傅幼梔從小被慣壞了,沒理都要攪上三分,現在得了理,為什麼要饒人?
“不是,梔梔沒錯,都是我的錯。”顧硯臣現在滿身的嘴也說不清,貌似還越說越錯,對傅幼梔,簡直就是束手無策,乾脆就直接跪著。
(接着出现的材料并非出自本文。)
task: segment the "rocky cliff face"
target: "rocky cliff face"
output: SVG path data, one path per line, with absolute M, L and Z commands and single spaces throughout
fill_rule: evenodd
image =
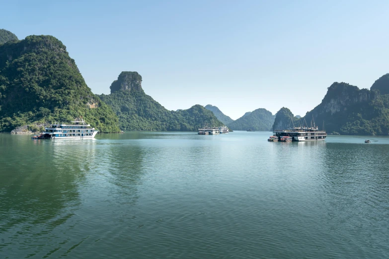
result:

“你個騙子,給我滾出去!”傅幼梔現在看見他就心煩,開啟門,直接把他推了出去,
“要跪就去跪玫瑰花刺!”
說完把門狠狠一關,便自己回房間裡面生悶氣了。
一邊生氣,他剛才說的話,便一句句開始在腦海裡迴響:
呵,一百二十八塊五毛二,嫌少麼?
呵,她起床不認人,轉身就跑,她那是跑的快嗎?她金烏一族,分明是飛得低!
呵,大早上不乖乖摟著她睡覺,亂跑什麼?不去衛生間不就不會有什麼誤會了嗎?
呵,活該,現在認錯,還有用嗎?!
傅幼梔坐在屋子裡,心裡比剛才憤怒的時候,更難受了。
憤怒是一種發洩,發洩出來反而舒爽,現在……
卻有些焦灼了,也不知道他在門外幹什麼……
跪著?
那不行,神尊膝下有黃金,怎麼能下跪?
沒跪著?
那更不行,不聽她的話,不接受她的懲罰……
怎麼什麼聲音也沒有……
次嗷嗷嗷!
不會去找江叔了吧!!!
各種糊里糊塗冒出來的奇怪想法,各自為營,相互拉扯,把傅幼梔本就軟乎乎的一顆心,扯得好痛。
她悄悄扒開了門縫,歪著頭往外看了一眼——
沒有人。
哦,他不在門外啊……
心尖忽然就氾濫起洶湧至極的失落。
傅幼梔咬著下唇,委屈和失落同時爆發,把屋子裡能看到的,所有屬於他的東西全都摔在了地上。